Visualization example with Gephi of the karate graph. Red vertices have the highest harmonic centrality, blue vertices the lowest. (Color figure online)

Graph drawing actually precedes visualization in most cases. It is the process of computing meaningful coordinates for the graph vertices where such information is not supplied with the graph. NetworKit’s approach for the most part is to use the graph drawing capability in Gephi. It has, however, also an implementation of an algorithm for the maxent-stress objective function, following Ref. [58 SPP]. Here, the main intention is to solve an optimization problem that computes the three-dimensional structure of biomolecules, given distance information between some atom pairs. To this end, the original algorithm received several application-specific adaptations [76 SPP], e.g.,  to be able to handle noisy data appropriately. As a result, the new algorithm by far outperforms its competitors in terms of speed and flexibility, and often even produces a superior solution quality.

7 Conclusions

The main design goals of NetworKit (speed, rich feature set, usability, and integration into an ecosystem) prove to be very useful for users, but they can also be challenging for the developers. One lesson learned to keep an academic open-source project of this size manageable and alive, is to combine best practices in both software engineering and algorithm engineering [4 SPP]. For example, a proper modularization allows easier reuse and combination of components, leading to a better extensibility and maintainability. These keywords are well-known in software engineering, but they also have their effect in algorithm design and implementation – in particular a simplified exploration of the design space in experimental algorithmics. NetworKit has already proved to be very useful in this respect for developers.

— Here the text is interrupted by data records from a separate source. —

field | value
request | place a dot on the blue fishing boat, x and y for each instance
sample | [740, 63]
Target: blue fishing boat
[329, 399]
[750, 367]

We have seen that approximation and parallelism can bring us a long way regarding scalability. They are the obvious, but certainly not the only choices for acceleration: exploiting the structure of the data, e.g., small vs. large diameter [12 SPP], can yield significant speedups on real-world data—even in the context of exact computations and potentially on top of parallelism.

NetworKit is constantly improved and extended – according to the resources available to the project. There are numerous ideas for larger updates from various angles – of which we mention only two representative ones: inherent support for attributes within (some of) the algorithms and further/improved integration with other tools. The latter is particularly geared towards a closer connection with machine learning, both on an algorithmic and a software tool level. Given the current interest in machine learning for data analysis, complete workflows within one seamless toolchain including NetworKit and tools such as scikit-learn can be expected to be very attractive for users from many domains.